Abstract

In this compelling and timely book, Maya Pagni Barak makes the case for a radical rethinking of procedural justice — the fairness of a given process — within the context of immigration and the need to work towards substantive justice. For The Slow Violence of Immigration Court, Barak draws primarily on data from interviews with seventeen immigration attorneys and twenty Central American immigrants who had experience with deportation proceedings, aiming to understand how both immigrants and attorneys perceive the overall fairness of immigration court and the immigration system writ large. Poignantly grounded in immigrants’ stories and experiences, the book is composed of an introduction, six chapters, a conclusion, and an epilogue. Barak begins by noting a surprising finding: that the immigrants she interviewed perceived their deportation proceedings to be fair and legitimate, often claiming they felt listened to and treated with respect. Traditional literature on procedural justice, Barak explains, posits that people who positively evaluate procedural fairness tend to accept and comply with the outcome of that process. However, despite assessing their deportation proceedings to be a fair and legitimate process, the immigrants Barak interviewed rejected the outcome — a deportation order — as unfair. None of the immigrants Barak interviewed accepted a deportation order, nor did they comply or intend to comply with it.
In analyzing these findings, Barak develops the concept of “immigrant legal consciousness” across several body chapters.

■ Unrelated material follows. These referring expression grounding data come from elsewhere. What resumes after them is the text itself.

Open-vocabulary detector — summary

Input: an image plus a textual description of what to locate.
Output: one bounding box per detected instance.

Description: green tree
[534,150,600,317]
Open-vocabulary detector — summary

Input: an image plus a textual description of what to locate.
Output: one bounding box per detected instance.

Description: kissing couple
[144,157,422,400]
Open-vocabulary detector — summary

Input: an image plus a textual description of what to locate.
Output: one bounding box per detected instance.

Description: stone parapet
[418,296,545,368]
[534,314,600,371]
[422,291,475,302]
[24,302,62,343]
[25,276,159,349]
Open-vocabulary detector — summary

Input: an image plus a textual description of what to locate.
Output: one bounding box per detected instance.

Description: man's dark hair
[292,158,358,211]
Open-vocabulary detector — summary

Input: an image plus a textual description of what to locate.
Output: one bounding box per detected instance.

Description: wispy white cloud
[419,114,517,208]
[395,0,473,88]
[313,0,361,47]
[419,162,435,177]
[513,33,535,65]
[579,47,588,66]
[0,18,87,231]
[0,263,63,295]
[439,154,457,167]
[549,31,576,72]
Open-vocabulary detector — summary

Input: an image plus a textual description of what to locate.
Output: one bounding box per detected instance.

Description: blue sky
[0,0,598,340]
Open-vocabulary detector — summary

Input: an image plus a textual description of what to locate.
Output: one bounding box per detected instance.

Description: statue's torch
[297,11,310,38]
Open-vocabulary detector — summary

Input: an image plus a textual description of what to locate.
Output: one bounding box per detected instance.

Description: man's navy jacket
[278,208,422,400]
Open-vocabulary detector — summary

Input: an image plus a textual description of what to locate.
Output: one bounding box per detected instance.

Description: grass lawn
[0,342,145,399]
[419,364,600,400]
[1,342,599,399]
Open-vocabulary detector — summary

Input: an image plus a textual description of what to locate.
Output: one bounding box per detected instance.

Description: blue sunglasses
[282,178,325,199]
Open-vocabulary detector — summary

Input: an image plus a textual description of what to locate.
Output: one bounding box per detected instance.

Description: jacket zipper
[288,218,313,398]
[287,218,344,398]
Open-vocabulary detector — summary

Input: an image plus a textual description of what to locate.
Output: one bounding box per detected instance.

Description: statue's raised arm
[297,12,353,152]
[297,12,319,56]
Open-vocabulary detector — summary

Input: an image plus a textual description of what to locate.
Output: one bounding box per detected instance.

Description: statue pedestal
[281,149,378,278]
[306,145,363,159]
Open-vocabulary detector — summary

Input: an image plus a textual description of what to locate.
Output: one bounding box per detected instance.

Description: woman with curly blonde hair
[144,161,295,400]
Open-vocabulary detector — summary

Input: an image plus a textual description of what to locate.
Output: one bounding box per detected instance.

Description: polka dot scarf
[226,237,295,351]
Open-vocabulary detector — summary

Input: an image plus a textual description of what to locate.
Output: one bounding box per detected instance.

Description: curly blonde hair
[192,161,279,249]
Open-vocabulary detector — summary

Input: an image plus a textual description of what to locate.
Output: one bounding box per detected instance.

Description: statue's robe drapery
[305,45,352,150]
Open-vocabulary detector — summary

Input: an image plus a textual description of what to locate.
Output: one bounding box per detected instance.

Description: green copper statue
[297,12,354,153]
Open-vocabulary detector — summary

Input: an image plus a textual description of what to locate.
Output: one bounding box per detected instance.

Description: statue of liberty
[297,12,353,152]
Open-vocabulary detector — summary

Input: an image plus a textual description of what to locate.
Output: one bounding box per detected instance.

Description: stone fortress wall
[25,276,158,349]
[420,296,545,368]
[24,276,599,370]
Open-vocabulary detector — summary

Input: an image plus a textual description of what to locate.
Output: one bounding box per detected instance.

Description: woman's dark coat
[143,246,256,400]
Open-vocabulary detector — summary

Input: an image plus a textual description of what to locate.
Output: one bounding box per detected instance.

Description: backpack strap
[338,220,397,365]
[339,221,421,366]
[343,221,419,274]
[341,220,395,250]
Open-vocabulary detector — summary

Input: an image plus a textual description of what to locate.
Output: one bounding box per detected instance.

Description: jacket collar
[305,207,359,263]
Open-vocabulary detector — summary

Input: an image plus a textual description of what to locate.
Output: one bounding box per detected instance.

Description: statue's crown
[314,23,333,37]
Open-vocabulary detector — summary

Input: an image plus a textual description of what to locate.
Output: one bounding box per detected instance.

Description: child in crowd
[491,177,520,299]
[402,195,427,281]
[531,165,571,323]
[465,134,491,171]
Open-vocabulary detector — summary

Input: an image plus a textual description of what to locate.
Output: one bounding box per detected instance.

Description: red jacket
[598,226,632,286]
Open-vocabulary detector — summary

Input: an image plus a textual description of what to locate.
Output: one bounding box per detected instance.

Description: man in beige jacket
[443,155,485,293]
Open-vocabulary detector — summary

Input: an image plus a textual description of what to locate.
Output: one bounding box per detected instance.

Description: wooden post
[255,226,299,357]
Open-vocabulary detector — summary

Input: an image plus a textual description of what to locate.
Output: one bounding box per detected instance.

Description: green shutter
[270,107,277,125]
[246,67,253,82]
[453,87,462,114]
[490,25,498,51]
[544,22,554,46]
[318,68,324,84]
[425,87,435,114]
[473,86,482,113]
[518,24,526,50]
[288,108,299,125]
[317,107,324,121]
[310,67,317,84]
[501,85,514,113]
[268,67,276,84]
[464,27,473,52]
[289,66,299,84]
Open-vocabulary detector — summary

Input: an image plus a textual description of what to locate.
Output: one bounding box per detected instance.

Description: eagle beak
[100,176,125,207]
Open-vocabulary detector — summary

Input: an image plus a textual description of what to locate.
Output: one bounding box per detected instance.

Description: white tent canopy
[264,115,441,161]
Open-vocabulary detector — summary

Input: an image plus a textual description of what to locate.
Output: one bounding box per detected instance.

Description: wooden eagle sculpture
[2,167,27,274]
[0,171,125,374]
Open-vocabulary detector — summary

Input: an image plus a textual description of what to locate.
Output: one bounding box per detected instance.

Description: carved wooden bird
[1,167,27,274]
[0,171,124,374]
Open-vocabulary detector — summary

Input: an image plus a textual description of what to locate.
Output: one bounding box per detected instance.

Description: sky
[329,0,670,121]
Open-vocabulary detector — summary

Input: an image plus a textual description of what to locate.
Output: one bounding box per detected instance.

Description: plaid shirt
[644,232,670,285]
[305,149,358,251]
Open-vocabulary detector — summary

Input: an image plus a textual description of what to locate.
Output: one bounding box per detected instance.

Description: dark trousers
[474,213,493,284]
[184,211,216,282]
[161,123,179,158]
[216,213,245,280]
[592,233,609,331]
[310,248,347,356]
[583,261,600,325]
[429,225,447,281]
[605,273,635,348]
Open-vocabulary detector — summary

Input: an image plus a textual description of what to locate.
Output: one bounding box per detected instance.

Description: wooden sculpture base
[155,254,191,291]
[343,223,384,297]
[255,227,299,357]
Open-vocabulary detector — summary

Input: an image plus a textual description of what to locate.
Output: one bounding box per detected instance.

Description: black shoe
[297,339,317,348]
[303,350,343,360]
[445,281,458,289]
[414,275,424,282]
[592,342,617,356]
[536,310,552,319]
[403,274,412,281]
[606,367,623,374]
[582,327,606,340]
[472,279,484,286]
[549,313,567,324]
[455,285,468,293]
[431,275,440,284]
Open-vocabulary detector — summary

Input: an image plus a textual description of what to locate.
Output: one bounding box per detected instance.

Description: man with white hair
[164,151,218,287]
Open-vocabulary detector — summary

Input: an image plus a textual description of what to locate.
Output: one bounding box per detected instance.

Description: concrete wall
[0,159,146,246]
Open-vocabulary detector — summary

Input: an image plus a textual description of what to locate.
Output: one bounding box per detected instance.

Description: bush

She outlines how immigrants “piece together a patchwork of legal knowledge from both official and unofficial sources in the United States and abroad” (p. 64), including attorneys, notarios, friends and family, media, and past experiences. As Barak illustrates, immigrant legal consciousness is informed by myriad factors, including the sociopolitical histories of Central American migration to the United States which, in turn, shape immigrants’ (low) expectations and (positive) evaluations of US immigration proceedings. This uniquely “immigrant” legal consciousness stands in contrast to the evaluations of immigration attorneys who reported numerous procedural injustices within immigration court. Writing against a “one-size-fits-all-approach” in much theorizing on procedural justice, Barak's close attention to the role of culture, identity, and history in shaping perceptions of justice is a valuable contribution to legal and immigration studies.
If not assessments of procedural injustice or perceptions of illegitimacy, what then accounts for immigrants’ defiance of US immigration law? Barak focuses on this question in the book's later chapters. Ultimately, she concludes that immigrants’ rejection of deportation orders rests on issues of ethics and morality. The immigrants Barak interviewed identified deportation as profoundly unjust not only because it was so often equated with a death sentence but also because there exists very little, if any, viable options for legalization that would allow them the opportunity to live and work in the United States. For her research participants, (lack of) compliance with US immigration law was not a question of procedural justice but rather “rests upon the substantive (un)fairness of deportation and the (im)morality of the immigration system” (p. 122).
Fair process, Barak argues, does not mean that either the outcome or the system itself is fair. One of the key theoretical interventions of the book is the case Barak makes for substantive justice. Barak does not just reject procedural reforms and rights-based mobilization as ineffective or unenforceable in the context of immigration. Rather, she argues convincingly that procedural reforms may also mask (and allow the reproduction of) broader inequalities and injustices within the US immigration system. That procedural immigration reforms will never result in justice or meaningful change amidst a system that governs through the violence of deportation, detention, and family separation is an urgent and powerful message of this book.
In ending the conclusion, Barak claims that abolitionist frameworks offer the most promise, stressing the need to dismantle the current US immigration system; provide pathways for legalization; and eliminate detention, deportation, and the need for immigration court altogether. I did find myself wishing Barak would have developed this abolitionist vision a bit more or put her suggestions into dialogue with current detention or border abolitionist scholarship. Yet Barak has led us to see such dismantling as the necessary work ahead and this itself is a vital intervention.
The Slow Violence of Immigration Court, with its unique focus on procedural justice, is an essential contribution to the growing body of work that exposes immigration regimes as sites of everyday violence — a literature that Barak, however, could have more actively engaged in the book. Beyond the important substantive findings and arguments of the book, Barak's centering of immigrants’ narratives and epistemologies as sites of critique and knowledge production is especially noteworthy. Well-written and cogently structured, this book deserves wide readership. It would also be an ideal teaching text for undergraduate or graduate courses within im/migration studies or sociolegal studies, particularly given how deftly Barak handles theoretical concepts, offering clear explanations grounded in her narrative data. Barak's thoughtful, nuanced critique of procedural justice within the context of immigration would also be immensely valuable to immigration attorneys, officials, and advocates. Finally, I hope that this book finds its way into the hands of policy makers who may heed this book's urging to confront the violence of the US immigration system and think radically about solutions for change.